A PGR apresentou a denúncia contra ambos no último dia 22 de setembro, apontando prática reiterada de intimidação, configurando crime continuado previsto no Código Penal. O processo, no entanto, estava parado já que os dois não haviam sido notificados.
Tanto Eduardo quando Paulo Figueiredo estão nos Estados Unidos, em endereço desconhecido. Segundo Moraes, as tentativas de notificação dos dois investigados haviam sido infrutíferas. No caso de Eduardo Bolsonaro, oficiais de Justiça não conseguiram encontrá-lo nos endereços em Brasília. O ministro destacou que o deputado, embora mantenha domicílio na capital e exerça mandato na Câmara, encontra-se fora do país.
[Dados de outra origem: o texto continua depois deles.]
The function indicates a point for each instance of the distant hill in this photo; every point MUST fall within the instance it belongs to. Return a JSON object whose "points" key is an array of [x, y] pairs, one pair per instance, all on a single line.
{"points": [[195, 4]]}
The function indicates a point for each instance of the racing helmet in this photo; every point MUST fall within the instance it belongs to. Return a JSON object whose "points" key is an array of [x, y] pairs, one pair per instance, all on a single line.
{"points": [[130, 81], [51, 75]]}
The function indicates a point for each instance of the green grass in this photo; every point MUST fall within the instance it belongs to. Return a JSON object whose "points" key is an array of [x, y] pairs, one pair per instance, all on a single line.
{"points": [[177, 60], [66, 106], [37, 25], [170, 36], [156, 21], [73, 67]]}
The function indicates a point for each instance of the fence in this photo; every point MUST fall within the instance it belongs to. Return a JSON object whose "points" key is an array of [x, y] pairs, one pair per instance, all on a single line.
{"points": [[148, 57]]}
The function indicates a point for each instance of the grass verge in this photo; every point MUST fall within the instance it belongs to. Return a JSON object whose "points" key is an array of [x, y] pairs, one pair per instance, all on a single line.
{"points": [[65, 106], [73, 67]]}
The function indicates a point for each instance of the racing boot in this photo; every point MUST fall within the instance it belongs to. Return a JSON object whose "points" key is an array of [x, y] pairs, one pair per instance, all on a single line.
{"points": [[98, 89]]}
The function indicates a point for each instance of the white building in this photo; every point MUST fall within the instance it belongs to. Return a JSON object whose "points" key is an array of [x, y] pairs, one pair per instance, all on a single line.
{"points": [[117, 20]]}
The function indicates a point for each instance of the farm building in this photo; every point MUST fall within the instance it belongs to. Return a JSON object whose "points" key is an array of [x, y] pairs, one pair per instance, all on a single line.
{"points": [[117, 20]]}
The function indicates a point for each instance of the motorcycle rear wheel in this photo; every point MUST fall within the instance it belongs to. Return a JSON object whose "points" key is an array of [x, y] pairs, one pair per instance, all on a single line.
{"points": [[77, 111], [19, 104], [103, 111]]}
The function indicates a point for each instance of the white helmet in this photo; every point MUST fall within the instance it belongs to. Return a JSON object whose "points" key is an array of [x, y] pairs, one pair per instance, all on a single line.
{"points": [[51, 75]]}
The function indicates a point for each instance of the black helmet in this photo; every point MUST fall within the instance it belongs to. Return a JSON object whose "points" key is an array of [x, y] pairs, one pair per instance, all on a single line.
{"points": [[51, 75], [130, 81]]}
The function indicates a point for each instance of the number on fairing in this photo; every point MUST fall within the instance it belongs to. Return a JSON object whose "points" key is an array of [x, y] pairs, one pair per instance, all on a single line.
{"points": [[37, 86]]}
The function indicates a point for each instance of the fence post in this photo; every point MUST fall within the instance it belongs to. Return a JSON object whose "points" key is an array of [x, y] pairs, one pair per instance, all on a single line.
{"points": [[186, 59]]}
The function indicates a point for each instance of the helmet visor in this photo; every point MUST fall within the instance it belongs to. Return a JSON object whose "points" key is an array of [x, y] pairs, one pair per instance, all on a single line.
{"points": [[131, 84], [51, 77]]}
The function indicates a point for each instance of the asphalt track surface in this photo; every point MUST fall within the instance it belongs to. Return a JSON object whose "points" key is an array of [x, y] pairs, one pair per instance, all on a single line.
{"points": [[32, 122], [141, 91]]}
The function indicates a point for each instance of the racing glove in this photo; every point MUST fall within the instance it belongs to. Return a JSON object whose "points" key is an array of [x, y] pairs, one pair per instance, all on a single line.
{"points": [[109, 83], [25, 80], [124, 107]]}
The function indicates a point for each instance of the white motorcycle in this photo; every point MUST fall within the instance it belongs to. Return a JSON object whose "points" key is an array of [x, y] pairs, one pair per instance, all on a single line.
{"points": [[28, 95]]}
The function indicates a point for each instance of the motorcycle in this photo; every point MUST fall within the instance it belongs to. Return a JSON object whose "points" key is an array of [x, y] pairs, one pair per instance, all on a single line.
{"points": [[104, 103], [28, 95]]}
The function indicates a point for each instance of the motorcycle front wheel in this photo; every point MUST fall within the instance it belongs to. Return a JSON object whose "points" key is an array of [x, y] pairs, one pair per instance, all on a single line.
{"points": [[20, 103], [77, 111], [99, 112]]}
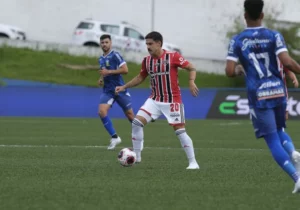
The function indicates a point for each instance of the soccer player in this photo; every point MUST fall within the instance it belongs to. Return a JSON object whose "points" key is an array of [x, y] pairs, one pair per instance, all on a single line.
{"points": [[257, 49], [162, 67], [112, 66]]}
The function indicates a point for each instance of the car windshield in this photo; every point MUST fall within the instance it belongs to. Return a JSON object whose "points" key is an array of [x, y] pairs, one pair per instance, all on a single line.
{"points": [[85, 25]]}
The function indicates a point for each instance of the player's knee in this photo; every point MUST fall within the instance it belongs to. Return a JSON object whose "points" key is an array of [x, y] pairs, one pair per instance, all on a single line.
{"points": [[102, 113], [137, 123], [130, 115], [180, 131]]}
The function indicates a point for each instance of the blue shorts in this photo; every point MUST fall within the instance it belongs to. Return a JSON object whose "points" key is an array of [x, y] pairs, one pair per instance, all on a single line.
{"points": [[123, 99], [266, 121]]}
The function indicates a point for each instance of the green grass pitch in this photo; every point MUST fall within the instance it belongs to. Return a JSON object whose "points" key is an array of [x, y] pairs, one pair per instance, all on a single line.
{"points": [[58, 163]]}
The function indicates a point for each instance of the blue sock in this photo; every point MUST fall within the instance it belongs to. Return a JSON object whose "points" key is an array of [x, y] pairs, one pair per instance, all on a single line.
{"points": [[280, 155], [286, 142], [109, 126]]}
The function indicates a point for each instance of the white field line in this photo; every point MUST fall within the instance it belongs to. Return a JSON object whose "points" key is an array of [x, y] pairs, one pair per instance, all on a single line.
{"points": [[104, 147]]}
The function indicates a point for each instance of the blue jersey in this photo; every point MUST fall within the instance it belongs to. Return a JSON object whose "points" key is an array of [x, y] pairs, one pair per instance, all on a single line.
{"points": [[257, 50], [112, 61]]}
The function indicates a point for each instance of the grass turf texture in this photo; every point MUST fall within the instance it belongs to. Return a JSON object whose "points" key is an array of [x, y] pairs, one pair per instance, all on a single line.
{"points": [[45, 66], [237, 171]]}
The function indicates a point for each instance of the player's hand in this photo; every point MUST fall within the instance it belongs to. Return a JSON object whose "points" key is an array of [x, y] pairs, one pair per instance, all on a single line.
{"points": [[119, 89], [296, 83], [104, 72], [100, 82], [239, 70], [193, 88]]}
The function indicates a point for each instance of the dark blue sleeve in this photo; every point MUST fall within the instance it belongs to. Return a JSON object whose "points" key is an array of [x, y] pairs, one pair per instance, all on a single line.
{"points": [[232, 50], [118, 58]]}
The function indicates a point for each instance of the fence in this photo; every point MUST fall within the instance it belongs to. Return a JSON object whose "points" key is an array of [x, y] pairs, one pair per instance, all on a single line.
{"points": [[203, 65], [69, 101]]}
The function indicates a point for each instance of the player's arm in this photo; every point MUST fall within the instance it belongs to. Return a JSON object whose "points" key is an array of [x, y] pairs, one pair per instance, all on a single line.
{"points": [[232, 68], [123, 69], [179, 61], [136, 80], [283, 55], [292, 77], [289, 62]]}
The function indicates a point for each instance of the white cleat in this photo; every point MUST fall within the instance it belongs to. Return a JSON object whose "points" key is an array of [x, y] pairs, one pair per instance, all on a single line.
{"points": [[296, 160], [138, 157], [193, 165], [297, 187], [113, 143]]}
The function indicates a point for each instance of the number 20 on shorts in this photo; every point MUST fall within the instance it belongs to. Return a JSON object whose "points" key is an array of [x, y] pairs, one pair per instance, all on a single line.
{"points": [[174, 107]]}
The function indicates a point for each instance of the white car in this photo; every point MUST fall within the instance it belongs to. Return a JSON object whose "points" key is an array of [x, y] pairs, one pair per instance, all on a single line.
{"points": [[124, 36], [12, 32]]}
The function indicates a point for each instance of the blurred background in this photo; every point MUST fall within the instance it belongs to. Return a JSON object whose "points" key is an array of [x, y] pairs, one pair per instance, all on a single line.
{"points": [[53, 146], [50, 43]]}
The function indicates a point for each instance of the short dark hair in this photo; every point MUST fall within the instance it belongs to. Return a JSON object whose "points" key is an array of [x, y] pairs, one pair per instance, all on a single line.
{"points": [[156, 36], [105, 36], [254, 8]]}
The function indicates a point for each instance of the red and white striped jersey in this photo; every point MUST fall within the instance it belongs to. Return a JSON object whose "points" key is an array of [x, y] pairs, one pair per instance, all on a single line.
{"points": [[164, 76]]}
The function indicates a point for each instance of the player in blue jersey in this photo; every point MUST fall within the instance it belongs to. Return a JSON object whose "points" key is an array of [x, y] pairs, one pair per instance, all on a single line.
{"points": [[112, 66], [257, 48]]}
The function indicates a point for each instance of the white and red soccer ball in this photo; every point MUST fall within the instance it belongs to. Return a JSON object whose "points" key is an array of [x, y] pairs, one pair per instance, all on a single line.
{"points": [[126, 157]]}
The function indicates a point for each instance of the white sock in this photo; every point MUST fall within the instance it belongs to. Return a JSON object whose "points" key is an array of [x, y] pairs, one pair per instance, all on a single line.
{"points": [[187, 144], [137, 137]]}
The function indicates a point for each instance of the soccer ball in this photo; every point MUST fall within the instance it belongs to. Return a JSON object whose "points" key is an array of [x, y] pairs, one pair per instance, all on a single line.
{"points": [[126, 157]]}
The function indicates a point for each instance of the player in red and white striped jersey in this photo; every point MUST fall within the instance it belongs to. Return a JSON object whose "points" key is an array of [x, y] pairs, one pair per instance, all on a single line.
{"points": [[162, 67]]}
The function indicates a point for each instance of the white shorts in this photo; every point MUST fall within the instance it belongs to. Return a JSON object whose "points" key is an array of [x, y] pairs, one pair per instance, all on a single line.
{"points": [[174, 112]]}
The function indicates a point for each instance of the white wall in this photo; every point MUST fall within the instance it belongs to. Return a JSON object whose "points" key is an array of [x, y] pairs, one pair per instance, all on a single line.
{"points": [[199, 26]]}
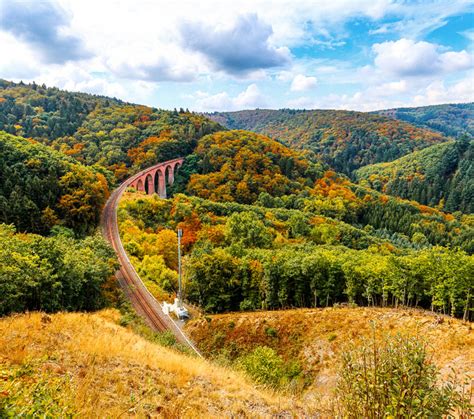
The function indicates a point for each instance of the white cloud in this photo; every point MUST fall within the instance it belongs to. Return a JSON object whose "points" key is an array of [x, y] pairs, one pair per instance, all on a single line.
{"points": [[250, 98], [301, 83], [437, 93], [240, 48], [406, 57]]}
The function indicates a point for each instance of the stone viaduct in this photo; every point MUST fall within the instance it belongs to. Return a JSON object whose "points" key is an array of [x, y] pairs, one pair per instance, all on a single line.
{"points": [[155, 178]]}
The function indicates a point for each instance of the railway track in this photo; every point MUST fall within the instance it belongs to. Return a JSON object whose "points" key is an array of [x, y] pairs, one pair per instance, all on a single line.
{"points": [[134, 288]]}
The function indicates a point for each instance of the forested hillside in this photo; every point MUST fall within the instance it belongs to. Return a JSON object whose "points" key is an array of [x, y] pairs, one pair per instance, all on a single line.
{"points": [[119, 136], [452, 120], [344, 140], [441, 175], [41, 188], [53, 273], [326, 241]]}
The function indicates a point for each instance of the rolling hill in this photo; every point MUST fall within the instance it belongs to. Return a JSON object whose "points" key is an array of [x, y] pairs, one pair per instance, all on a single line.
{"points": [[342, 139], [441, 175], [451, 120]]}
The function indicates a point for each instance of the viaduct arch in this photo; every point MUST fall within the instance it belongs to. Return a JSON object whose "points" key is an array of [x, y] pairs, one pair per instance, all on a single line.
{"points": [[156, 178]]}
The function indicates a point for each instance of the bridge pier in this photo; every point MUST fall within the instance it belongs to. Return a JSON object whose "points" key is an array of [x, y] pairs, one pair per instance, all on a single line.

De acordo com a decisão, o próprio parlamentar teria reconhecido em publicações nas redes sociais estar no exterior, com o objetivo de evitar eventual responsabilização judicial. A conduta, segundo Moraes, configura tentativa de frustrar a aplicação da lei penal.
“Além de declarar, expressamente, que se encontra em território estrangeiro para se furtar à aplicação da lei penal, também é inequívoca a ciência, por parte do denunciado Eduardo Nantes Bolsonaro, acerca das condutas que lhe são imputadas na denúncia oferecida nestes autos”, disse o magistrado na decisão.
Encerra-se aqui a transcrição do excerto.